Extract Composite

Destination
Symptom

N copies of identical collection-management methods the agent must verify match on every edit. A bug fix in one copy must be ported to all others; the agent has no static guarantee the copies stayed consistent.

Goal

One Composite superclass the agent reads once and trusts thereafter. Sibling classes are short enough to load entirely in context; the agent verifies only the distinctive surface.

Before the refactoring

// Two sibling classes each carry the same line-item collection logic.
class Order {
constructor(customer) {
this.customer = customer;
this.lineItems = [];
}
addLineItem(item) { this.lineItems.push(item); }
removeLineItem(item) {
const index = this.lineItems.indexOf(item);
if (index >= 0) this.lineItems.splice(index, 1);
}
total() { return this.lineItems.reduce((sum, i) => sum + i.amount, 0); }
ship() { /* Order-specific */ }
}
class Invoice {
constructor(customer, dueDate) {
this.customer = customer;
this.dueDate = dueDate;
this.lineItems = [];
}
addLineItem(item) { this.lineItems.push(item); }
removeLineItem(item) {
const index = this.lineItems.indexOf(item);
if (index >= 0) this.lineItems.splice(index, 1);
}
total() { return this.lineItems.reduce((sum, i) => sum + i.amount, 0); }
markPaid() { /* Invoice-specific */ }
}

After the refactoring

// Collection management lives once in a Composite superclass.
class LineItemContainer {
constructor(customer) {
this.customer = customer;
this.lineItems = [];
}
addLineItem(item) { this.lineItems.push(item); }
removeLineItem(item) {
const index = this.lineItems.indexOf(item);
if (index >= 0) this.lineItems.splice(index, 1);
}
total() { return this.lineItems.reduce((sum, i) => sum + i.amount, 0); }
}
class Order extends LineItemContainer {
ship() { /* Order-specific */ }
}
class Invoice extends LineItemContainer {
constructor(customer, dueDate) {
super(customer);
this.dueDate = dueDate;
}
markPaid() { /* Invoice-specific */ }
}
Example source: Illustrative example written for this site, adapted from Kerievsky's pattern description in Refactoring to Patterns (Addison-Wesley, 2004), chapter 6. The book's Java example pulled tax-calculation collection logic up to a Composite superclass; this JavaScript version uses line-item collections, same pattern shape.
Pressure

Duplicated collection logic across N siblings × M methods = N×M cells the agent must hold to verify consistency. The agent's edit budget on a single collection-method change is N times what it would be with the Composite in place.

Tradeoff

Inheritance hides behaviour in the superclass that callers may not know to look for; the agent must traverse the class hierarchy to know what a sibling can do.
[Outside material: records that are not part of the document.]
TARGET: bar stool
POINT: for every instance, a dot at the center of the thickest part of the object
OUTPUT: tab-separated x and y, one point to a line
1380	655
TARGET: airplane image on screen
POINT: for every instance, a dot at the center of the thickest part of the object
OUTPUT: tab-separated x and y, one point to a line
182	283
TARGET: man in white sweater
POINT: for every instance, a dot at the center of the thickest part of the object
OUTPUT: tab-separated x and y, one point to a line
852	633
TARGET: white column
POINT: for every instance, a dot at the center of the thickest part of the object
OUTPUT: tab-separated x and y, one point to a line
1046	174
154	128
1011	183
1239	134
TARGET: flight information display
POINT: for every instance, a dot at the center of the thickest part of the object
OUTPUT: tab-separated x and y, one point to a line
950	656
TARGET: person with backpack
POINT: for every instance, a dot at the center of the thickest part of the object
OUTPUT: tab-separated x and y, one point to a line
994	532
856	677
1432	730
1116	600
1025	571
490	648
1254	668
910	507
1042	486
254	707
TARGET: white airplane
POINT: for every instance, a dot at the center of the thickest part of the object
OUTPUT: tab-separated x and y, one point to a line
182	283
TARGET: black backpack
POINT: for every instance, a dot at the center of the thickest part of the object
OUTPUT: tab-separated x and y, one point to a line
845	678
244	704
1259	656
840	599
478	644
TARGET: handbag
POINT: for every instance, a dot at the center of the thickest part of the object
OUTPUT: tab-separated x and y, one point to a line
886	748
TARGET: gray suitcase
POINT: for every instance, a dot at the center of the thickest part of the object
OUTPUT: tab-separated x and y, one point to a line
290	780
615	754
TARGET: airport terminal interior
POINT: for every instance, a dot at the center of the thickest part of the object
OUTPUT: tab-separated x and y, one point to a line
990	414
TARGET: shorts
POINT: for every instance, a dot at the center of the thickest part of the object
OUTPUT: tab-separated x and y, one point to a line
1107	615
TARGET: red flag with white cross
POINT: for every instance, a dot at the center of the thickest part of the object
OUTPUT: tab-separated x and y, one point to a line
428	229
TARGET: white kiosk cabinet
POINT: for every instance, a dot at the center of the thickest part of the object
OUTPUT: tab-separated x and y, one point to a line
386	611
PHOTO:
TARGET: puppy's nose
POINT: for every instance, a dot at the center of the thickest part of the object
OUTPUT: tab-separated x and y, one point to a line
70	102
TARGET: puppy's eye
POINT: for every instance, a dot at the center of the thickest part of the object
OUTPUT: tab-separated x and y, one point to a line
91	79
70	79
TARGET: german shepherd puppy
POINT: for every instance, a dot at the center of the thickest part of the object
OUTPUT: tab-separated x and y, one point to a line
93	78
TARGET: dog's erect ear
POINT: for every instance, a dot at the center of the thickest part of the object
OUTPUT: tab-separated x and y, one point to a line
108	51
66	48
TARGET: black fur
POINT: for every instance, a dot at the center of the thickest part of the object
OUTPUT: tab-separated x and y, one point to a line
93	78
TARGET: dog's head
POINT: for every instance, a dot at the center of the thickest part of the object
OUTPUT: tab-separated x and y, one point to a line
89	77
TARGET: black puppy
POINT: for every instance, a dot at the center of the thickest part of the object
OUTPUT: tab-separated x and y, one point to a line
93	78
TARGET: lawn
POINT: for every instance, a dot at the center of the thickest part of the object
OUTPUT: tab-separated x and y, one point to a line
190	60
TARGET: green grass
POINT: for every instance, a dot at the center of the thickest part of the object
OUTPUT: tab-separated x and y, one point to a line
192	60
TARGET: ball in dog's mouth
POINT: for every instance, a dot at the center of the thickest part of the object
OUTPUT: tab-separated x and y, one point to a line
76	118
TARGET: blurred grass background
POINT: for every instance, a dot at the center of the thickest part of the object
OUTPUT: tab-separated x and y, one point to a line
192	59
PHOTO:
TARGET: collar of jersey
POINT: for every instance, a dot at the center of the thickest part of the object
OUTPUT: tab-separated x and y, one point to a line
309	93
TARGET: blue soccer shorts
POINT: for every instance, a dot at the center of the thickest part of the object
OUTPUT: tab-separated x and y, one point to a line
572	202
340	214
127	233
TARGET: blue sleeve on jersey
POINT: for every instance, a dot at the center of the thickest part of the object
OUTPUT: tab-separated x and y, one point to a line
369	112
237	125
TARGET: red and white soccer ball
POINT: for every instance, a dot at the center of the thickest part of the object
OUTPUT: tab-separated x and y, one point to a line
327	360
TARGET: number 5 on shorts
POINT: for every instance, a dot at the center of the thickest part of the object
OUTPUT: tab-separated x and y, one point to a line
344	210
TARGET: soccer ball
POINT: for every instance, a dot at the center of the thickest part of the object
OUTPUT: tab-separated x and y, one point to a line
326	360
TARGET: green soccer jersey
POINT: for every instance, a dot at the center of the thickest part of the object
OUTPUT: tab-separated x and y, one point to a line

Method resolution order issues complicate static reasoning when subclasses override partial behaviours.

Relief

Collection-handling logic lives at the Composite class at one file; sibling classes hold only their leaf-specific work; tests against the Composite cover the tree-walking logic without per-sibling duplication of the same setup.

Trap

A bloated Composite forces the agent to load a large superclass before reading any sibling. If sibling behaviours diverge later, the agent must constantly cross-check superclass methods against per-sibling overrides — context cost migrates from duplication to inheritance traversal.